Eddie Gonzales Jr. – MessageToEagle.com – Researchers from the Instituto de Astrofísica de Canarias (IAC) used the Gaia space telescope, to obtain exact measurements of position, brightness and distance for around a million stars of our galaxy within 6,500 light years of the sun.
“We have analyzed, and compared with theoretical models, the distribution of colors and magnitudes (brightnesses) of the stars in the Milky Way,” Carme Gallart, a researcher at the IAC and the first author of the paper, said a press release.
Then, they “split them into several components; the so-called stellar halo (a spherical structure which surrounds spiral galaxies) and the thick disc (stars forming the disc of our Galaxy, but occupying a certain height range)”

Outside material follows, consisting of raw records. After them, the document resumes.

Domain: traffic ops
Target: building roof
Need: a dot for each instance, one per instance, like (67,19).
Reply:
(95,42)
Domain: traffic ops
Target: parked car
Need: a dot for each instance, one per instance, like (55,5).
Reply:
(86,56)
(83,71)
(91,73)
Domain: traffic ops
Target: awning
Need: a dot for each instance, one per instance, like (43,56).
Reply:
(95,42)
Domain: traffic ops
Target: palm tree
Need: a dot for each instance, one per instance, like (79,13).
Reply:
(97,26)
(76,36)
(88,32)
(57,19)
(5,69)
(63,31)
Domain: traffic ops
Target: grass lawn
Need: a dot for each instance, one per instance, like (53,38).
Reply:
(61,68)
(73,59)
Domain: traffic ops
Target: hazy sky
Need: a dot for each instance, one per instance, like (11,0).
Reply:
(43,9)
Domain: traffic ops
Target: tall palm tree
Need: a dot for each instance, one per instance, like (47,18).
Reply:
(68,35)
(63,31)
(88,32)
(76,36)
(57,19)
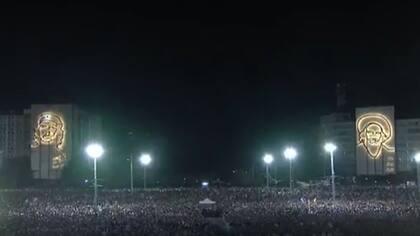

The movement of the stars in the blue component quickly allowed us to identify it as the remains of a dwarf galaxy (Gaia-Enceladus) which impacted onto the early Milky Way. However the nature of the red population, and the epoch of the merger between Gaia-Enceladus and our Galaxy were unknown until now.
The researchers obtained the distribution of the ages of the stars in both components, showing that the two are formed by equally old stars, which are older than those of the thick disc. However, “if both components were formed at the same time, what differentiates one from the other? said IAC researcher and co-author Chris Brook.
Additionally, the study showed that the stars in the blue component have a smaller quantity of metals than those of the red component. Thirteen thousand million years ago stars began to form in two different stellar systems which then merged: one was a dwarf galaxy which we call Gaia-Enceladus, and the other was the main progenitor of our Galaxy, some four times more massive and with a larger proportion of metals.
Some ten thousand million years ago there was a violent collision between the more massive system and Gaia-Enceladus. As a result some of its stars, and those of Gaia-Enceladus were set into chaotic motion, and eventually formed the halo of the present Milky Way.
After that there were violent bursts of star formation until 6,000 million years ago, when the gas settled into the disc of the Galaxy, and produced what we know as the “thin disc”.